テイムする予定でテイム出来なかったのは二度目か……?
「次の部屋へ行ったらギラーフはコーシェルと反省会をしていてもいいぞ」
「ありがとうございます」
そして次の部屋に移動すると奇妙な事が起こった。
またアリクイが光っている。
今度は少し赤い感じだ。怒っている?
残念だが、スタート地点が近すぎて、みんなに声をかける前に部位欠損になってしまった。
そして1つ試したいことができたので、今回のアリクイはスルーしよう。
俺は久しぶりに次の部屋に移動するのが楽しみになった。
しかし、俺の予感は外れていた。
どのモンスターも光ってはいない。
それでも1つ出来た仮説は『優しい光』→『少し怒った光』→『光の消滅』っと段階を踏んで光の移動が行われる可能性。
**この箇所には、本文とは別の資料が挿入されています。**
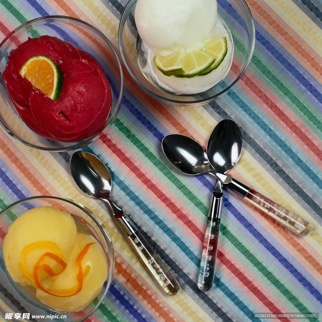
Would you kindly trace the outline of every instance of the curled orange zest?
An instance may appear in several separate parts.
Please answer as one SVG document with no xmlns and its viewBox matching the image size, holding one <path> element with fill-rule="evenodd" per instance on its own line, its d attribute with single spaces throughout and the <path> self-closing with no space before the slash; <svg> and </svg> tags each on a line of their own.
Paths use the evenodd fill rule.
<svg viewBox="0 0 322 322">
<path fill-rule="evenodd" d="M 61 260 L 62 260 L 61 258 L 60 258 L 59 256 L 57 256 L 52 253 L 47 252 L 43 254 L 41 256 L 33 266 L 33 276 L 36 283 L 36 284 L 39 289 L 42 290 L 44 292 L 48 294 L 50 294 L 52 295 L 54 295 L 55 296 L 60 297 L 67 297 L 71 296 L 72 295 L 74 295 L 75 294 L 80 292 L 83 288 L 83 281 L 84 279 L 86 278 L 86 276 L 89 271 L 89 265 L 87 265 L 86 267 L 85 274 L 83 271 L 83 268 L 81 266 L 81 262 L 84 256 L 86 255 L 90 247 L 93 244 L 96 243 L 95 242 L 89 243 L 87 244 L 85 247 L 80 251 L 80 253 L 78 254 L 76 258 L 76 266 L 78 270 L 76 278 L 77 280 L 77 284 L 73 287 L 70 289 L 52 289 L 50 288 L 46 287 L 43 286 L 39 280 L 39 276 L 38 276 L 38 270 L 41 267 L 41 264 L 42 261 L 46 257 L 50 257 L 52 259 L 56 260 L 57 263 L 61 265 L 62 266 L 62 271 L 64 268 L 62 269 L 63 267 L 62 262 Z M 54 256 L 52 256 L 54 255 Z M 62 261 L 63 261 L 63 260 Z M 66 264 L 67 265 L 67 264 Z M 42 267 L 42 268 L 43 267 Z M 49 272 L 51 273 L 51 271 L 52 271 L 52 270 L 50 268 L 49 268 L 50 269 L 48 269 L 48 267 L 46 267 L 45 269 L 47 270 L 46 272 Z M 48 273 L 47 273 L 47 274 Z M 55 275 L 57 275 L 55 273 Z M 85 275 L 85 276 L 84 276 Z M 50 276 L 51 276 L 50 275 Z"/>
<path fill-rule="evenodd" d="M 56 254 L 58 257 L 60 258 L 60 260 L 59 260 L 61 261 L 61 262 L 60 263 L 58 262 L 57 262 L 61 265 L 62 269 L 63 267 L 63 265 L 65 265 L 62 264 L 63 262 L 65 263 L 64 261 L 63 253 L 56 243 L 54 242 L 50 242 L 49 241 L 43 241 L 41 242 L 34 242 L 27 245 L 22 250 L 21 253 L 20 254 L 19 268 L 25 278 L 31 283 L 32 285 L 35 287 L 36 284 L 34 279 L 29 275 L 26 268 L 26 258 L 27 255 L 31 251 L 39 249 L 40 248 L 47 248 L 50 250 L 51 251 L 52 251 L 52 253 Z M 62 266 L 62 264 L 63 266 Z M 65 263 L 65 264 L 66 264 L 66 265 L 65 268 L 56 273 L 54 273 L 52 269 L 49 267 L 49 265 L 47 264 L 44 264 L 42 268 L 50 276 L 53 276 L 54 275 L 60 274 L 66 268 L 67 264 Z M 50 273 L 49 273 L 50 271 Z M 51 274 L 53 275 L 51 275 Z"/>
</svg>

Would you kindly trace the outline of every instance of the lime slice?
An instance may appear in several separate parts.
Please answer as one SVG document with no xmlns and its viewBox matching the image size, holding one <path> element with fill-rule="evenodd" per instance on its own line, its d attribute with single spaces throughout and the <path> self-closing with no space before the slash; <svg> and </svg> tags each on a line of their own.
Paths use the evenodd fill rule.
<svg viewBox="0 0 322 322">
<path fill-rule="evenodd" d="M 207 69 L 215 61 L 202 49 L 199 45 L 192 50 L 181 49 L 164 56 L 156 55 L 154 63 L 167 76 L 192 77 Z"/>
<path fill-rule="evenodd" d="M 19 73 L 46 96 L 57 100 L 62 87 L 62 73 L 49 57 L 42 55 L 31 57 L 22 65 Z"/>
<path fill-rule="evenodd" d="M 207 41 L 204 51 L 208 55 L 213 55 L 216 58 L 216 60 L 208 69 L 202 72 L 199 75 L 201 76 L 206 75 L 215 69 L 226 57 L 227 51 L 227 40 L 226 37 L 219 39 L 210 39 Z"/>
<path fill-rule="evenodd" d="M 210 73 L 219 66 L 227 53 L 227 40 L 223 37 L 207 40 L 191 49 L 156 55 L 154 60 L 167 76 L 189 78 Z"/>
</svg>

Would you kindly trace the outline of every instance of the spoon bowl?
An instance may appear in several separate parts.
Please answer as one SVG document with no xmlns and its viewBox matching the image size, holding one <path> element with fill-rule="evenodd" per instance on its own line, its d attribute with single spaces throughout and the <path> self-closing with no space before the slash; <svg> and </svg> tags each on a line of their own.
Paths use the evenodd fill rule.
<svg viewBox="0 0 322 322">
<path fill-rule="evenodd" d="M 219 122 L 211 132 L 207 147 L 207 156 L 216 172 L 225 173 L 238 162 L 242 148 L 242 134 L 232 119 Z"/>
<path fill-rule="evenodd" d="M 168 134 L 163 138 L 161 145 L 170 163 L 184 173 L 196 175 L 213 171 L 202 146 L 188 137 Z"/>
</svg>

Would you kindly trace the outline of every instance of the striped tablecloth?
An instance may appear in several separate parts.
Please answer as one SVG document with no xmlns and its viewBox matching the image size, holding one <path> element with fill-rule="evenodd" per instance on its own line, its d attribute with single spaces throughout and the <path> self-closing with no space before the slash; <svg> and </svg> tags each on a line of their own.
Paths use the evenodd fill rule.
<svg viewBox="0 0 322 322">
<path fill-rule="evenodd" d="M 269 320 L 256 316 L 260 313 L 313 313 L 316 317 L 309 320 L 322 321 L 322 3 L 247 3 L 255 23 L 255 51 L 232 89 L 210 104 L 176 107 L 143 92 L 124 68 L 125 94 L 117 118 L 82 149 L 110 169 L 114 199 L 181 287 L 177 294 L 167 295 L 111 219 L 106 226 L 115 253 L 114 276 L 89 322 Z M 0 0 L 0 40 L 28 21 L 61 15 L 96 27 L 119 53 L 118 30 L 126 4 Z M 180 133 L 205 147 L 213 127 L 227 118 L 237 123 L 243 140 L 231 174 L 300 214 L 312 229 L 308 235 L 296 235 L 225 189 L 214 285 L 206 292 L 196 282 L 214 180 L 179 173 L 161 142 L 165 135 Z M 0 129 L 0 208 L 26 197 L 61 196 L 101 215 L 99 203 L 80 193 L 71 176 L 72 153 L 29 148 Z"/>
</svg>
今後の事を考えると何回か試してみる価値のありそうな仮説だ。
「ご主人様が嬉しそうだニャ」
戦闘が終わったリズが俺の腕に抱きついてきた。そういえば、リズが間違って倒さなかったら確認出来なかったのか……。さっきは怒ってゲンコツをしてしまったが、一応リズの手柄ではあるんだよな。
「さっき間違って倒したアリクイだが……」
リズがその話はゲンコツで水に流したはずではって顔をしている。
「怒っているわけじゃないから安心しろ」
安堵のため息が出るほど不安に思っていたのか。
「実はあの次の部屋でもアリクイが光っていたんだ」
「え? でも何も言っていなかったニャ」
みんなも頷いている。
「言う前に倒されちゃったからな」
「偶々同じモンスターが光っていただけでは?」
ギラーフが質問してくる。
「そうだな。その可能性ももちろんあるが、発する光の色が違っていた」
「色ですか……」
「ちょっと実験をしてみようと思う。みんなは気にせずいつも通り敵を倒してくれ」
リズとギラーフからブーイングが起こった。